En un país donde el narcotráfico ya dejó marcas profundas, incluyendo la prisión de un expresidente, este indulto tuvo un efecto simbólico y político potente: legitimó la figura del narco y fortaleció su influencia en la campaña.
El indultado no actuó como figura secundaria. Con recursos, territorios bajo su control y redes de lealtades, se convirtió en un pilar de la campaña.

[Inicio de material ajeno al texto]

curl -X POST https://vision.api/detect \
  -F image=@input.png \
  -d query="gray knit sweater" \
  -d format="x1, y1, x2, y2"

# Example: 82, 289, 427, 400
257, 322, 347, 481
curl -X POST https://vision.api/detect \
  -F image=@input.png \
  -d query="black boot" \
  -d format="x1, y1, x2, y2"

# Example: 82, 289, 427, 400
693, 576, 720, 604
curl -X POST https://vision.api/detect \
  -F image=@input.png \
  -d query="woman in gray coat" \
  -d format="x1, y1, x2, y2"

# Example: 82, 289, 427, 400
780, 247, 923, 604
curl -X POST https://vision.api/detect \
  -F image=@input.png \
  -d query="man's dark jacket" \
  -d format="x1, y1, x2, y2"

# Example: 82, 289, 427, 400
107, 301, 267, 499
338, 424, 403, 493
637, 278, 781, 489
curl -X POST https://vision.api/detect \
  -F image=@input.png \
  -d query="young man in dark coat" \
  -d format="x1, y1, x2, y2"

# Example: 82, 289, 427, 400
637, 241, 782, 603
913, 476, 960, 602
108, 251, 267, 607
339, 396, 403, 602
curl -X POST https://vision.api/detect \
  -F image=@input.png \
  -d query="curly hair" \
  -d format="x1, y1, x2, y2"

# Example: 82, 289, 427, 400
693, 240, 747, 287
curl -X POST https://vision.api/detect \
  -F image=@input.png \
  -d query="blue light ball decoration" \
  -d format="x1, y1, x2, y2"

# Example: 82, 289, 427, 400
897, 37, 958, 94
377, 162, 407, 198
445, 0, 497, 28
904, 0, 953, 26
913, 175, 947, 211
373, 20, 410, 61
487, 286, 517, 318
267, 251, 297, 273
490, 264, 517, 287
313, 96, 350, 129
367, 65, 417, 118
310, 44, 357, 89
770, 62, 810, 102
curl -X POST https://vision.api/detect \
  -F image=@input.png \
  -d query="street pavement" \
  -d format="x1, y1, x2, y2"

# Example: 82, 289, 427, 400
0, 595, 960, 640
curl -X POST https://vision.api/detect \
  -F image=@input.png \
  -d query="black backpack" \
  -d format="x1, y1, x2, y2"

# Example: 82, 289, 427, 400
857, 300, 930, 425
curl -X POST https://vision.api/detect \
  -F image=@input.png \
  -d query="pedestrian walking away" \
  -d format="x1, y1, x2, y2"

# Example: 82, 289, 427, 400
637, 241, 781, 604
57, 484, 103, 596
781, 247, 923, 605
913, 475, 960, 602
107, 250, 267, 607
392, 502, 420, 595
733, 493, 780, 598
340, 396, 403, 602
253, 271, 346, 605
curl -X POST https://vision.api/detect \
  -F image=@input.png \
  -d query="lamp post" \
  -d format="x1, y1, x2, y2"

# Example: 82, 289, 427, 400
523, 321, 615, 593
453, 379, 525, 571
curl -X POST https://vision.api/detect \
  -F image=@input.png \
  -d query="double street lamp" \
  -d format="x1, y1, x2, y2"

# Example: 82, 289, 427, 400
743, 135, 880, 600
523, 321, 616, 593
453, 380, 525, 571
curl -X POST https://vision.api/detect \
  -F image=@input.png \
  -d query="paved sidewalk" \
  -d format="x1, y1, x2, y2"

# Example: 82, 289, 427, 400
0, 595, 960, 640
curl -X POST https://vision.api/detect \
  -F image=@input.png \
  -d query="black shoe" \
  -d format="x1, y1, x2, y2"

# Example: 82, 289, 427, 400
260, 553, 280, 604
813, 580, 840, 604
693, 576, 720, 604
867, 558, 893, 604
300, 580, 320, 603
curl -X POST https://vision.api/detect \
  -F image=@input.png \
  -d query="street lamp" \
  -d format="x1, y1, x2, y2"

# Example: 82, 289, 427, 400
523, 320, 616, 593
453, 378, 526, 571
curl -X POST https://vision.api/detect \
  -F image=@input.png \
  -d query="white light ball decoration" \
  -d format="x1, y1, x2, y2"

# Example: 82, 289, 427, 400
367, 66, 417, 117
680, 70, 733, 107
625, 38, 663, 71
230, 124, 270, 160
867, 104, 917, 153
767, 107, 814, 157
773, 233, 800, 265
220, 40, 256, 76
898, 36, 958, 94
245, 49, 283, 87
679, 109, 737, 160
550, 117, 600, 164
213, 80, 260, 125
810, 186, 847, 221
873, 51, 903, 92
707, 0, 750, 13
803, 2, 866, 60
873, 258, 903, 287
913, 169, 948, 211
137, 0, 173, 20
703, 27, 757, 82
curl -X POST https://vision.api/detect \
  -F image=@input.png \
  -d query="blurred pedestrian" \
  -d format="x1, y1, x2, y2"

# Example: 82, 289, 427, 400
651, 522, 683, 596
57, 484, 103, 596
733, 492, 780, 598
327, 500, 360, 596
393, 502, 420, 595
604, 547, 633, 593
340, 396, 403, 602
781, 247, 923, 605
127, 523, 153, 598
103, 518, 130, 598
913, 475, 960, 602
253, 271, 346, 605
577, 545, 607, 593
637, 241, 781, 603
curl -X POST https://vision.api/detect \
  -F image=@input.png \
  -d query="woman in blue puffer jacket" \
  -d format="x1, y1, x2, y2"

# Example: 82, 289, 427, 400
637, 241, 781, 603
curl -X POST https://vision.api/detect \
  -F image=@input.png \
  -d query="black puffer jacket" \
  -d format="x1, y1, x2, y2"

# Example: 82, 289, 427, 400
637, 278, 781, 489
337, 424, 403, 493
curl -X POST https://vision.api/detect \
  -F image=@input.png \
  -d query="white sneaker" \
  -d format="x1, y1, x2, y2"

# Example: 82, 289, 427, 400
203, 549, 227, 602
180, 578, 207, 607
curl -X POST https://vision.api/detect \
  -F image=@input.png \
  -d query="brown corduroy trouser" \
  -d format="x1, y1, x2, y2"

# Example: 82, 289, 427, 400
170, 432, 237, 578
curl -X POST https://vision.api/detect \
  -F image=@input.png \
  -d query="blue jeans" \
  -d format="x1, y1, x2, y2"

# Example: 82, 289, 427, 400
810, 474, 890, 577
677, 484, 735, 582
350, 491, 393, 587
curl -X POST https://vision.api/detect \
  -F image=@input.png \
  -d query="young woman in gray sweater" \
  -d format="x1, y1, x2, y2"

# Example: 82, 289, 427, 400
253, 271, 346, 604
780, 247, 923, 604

Su vinculación con Estados Unidos reforzó su posición y envió un mensaje claro al electorado: su presencia es indispensable para el futuro gobierno.
Por otro lado, las iglesias evangélicas, con presencia en casi la mitad del país, jugaron un papel determinante.
Transformaron la política en una narrativa religiosa: presentaron al candidato como elegido por Dios y al indulto como un acto de redención.
Su movilización generó un voto emocional, basado en la fe y la obediencia, más que en propuestas políticas o debates democráticos.
UN PATRÓN REGIONAL
Lo ocurrido en Honduras sucedió en Guatemala y El Salvador muestran cómo la combinación de crimen organizado, líderes religiosos y poderes extranjeros puede condicionar elecciones.
Honduras se convirtió en el ejemplo más claro: las tres fuerzas se alinearon simultáneamente y alteraron la democracia.
Analistas advierten que México enfrenta riesgos similares: grupos ultraderechistas reclutando jóvenes, pastores evangélicos influyendo en campañas locales, narcos infiltrando candidaturas y políticos buscando apoyo de estructuras conservadoras estadounidenses.
En Honduras, la alianza entre Trump, un narcotraficante y las iglesias evangélicas demostró cómo se puede manipular el poder político, legitimar criminales y controlar masas.